Я припал ухом к двери. Ничего, никакого шума. Или, скорее, так же шумно, как в могиле. Ощущалось присутствие недавно образовавшейся пустоты, пустоты, которую спугнули, пустоты, еще испуганной оттого, что она опустела так внезапно. Машинально я положил руку на дверную ручку, и дверь поддалась. Зрелище пустоты, которую я мысленно представил себе, подтвердилось: пусто, ни пылинки. Я упал ничком, потрясенный такой неблагодарностью. Мартинес даже не попрощался с нами. Мартинес, обожавший нас с Конрадом. Ничего. Или даже того меньше. Человеческие отношения — как облака, предвещающие чистое небо. Теперь нельзя доверять никому. Все по очереди покинули нас. Мой отец, Эглантина, Эдуар в тюрьме, поляки, а теперь и Мартинес, как будто я был страной, где начался голод, все бежали, я провоцировал этот исход. Да, иногда нужно уметь взять ответственность на себя; разве не мы отвечаем за поступки других? Что я сделал, чтобы впасть в эту повседневную немилость? Разумеется, долгие годы я брел наугад, в растерянности; я породил в других желание убежать; самое нелепое волшебство, полный идиотизм, ты на месте, а люди бегут.

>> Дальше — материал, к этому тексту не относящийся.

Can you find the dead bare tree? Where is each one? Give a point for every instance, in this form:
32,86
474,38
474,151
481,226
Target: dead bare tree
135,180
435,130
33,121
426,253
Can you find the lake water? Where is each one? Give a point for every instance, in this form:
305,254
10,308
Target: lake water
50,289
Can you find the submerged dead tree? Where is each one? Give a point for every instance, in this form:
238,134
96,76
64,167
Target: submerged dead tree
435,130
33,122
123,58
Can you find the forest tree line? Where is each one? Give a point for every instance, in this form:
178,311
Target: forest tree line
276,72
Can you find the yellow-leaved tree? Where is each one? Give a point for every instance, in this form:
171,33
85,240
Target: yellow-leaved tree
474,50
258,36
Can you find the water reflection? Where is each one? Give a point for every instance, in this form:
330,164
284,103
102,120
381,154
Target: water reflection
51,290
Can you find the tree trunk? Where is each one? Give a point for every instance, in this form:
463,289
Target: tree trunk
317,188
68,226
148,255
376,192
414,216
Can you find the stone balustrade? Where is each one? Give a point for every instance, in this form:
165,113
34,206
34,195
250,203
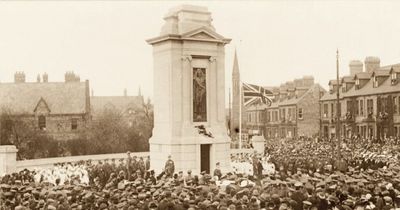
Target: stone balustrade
10,165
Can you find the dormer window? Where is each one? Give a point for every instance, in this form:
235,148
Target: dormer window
375,80
42,122
393,78
357,83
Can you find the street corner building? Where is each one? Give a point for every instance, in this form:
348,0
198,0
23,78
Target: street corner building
59,109
369,101
293,112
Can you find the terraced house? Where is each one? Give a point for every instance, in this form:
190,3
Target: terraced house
59,109
369,101
293,112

Я не хотел в это поверить, не хотел думать о той ужасной минуте, почти бесчеловечной метафизике, предваряющей времена кровавой бойни и напоминающей о мучительности разрыва, мне не хотелось об этом думать, о той минуте, которая не имела права на существование, если сам я еще существую, Конрад никогда меня не покинет. Его рука не уподобится вееру, мы не изведаем синдрома вокзального перрона, все это мы предоставим другим, тем, кто не способен узнать друг друга, чтобы сохранить положение ad vi tarn[22]. К тому же было физически невозможно это сделать, между нами существовала связующая нить, нить, не видимая лишь слепцам, не ведающим о нашем чувстве; никто не видит наше чувство, оно существует только между нами, растворенное в белизне наших органов, только для того, чтобы сохранить нас друг для друга в вихре злобного ветра. Быть привязанным к Конраду — неописуемое счастье, душевная наполненность, доброта и любовь, и их достаточно, чтобы предотвратить его исчезновение. А великое счастье идет вплотную с непристойным, мы движемся по зыбкой грани, стирающей улыбку, за исступлением следует отрезвление. Наша любовь — трезвое чувство.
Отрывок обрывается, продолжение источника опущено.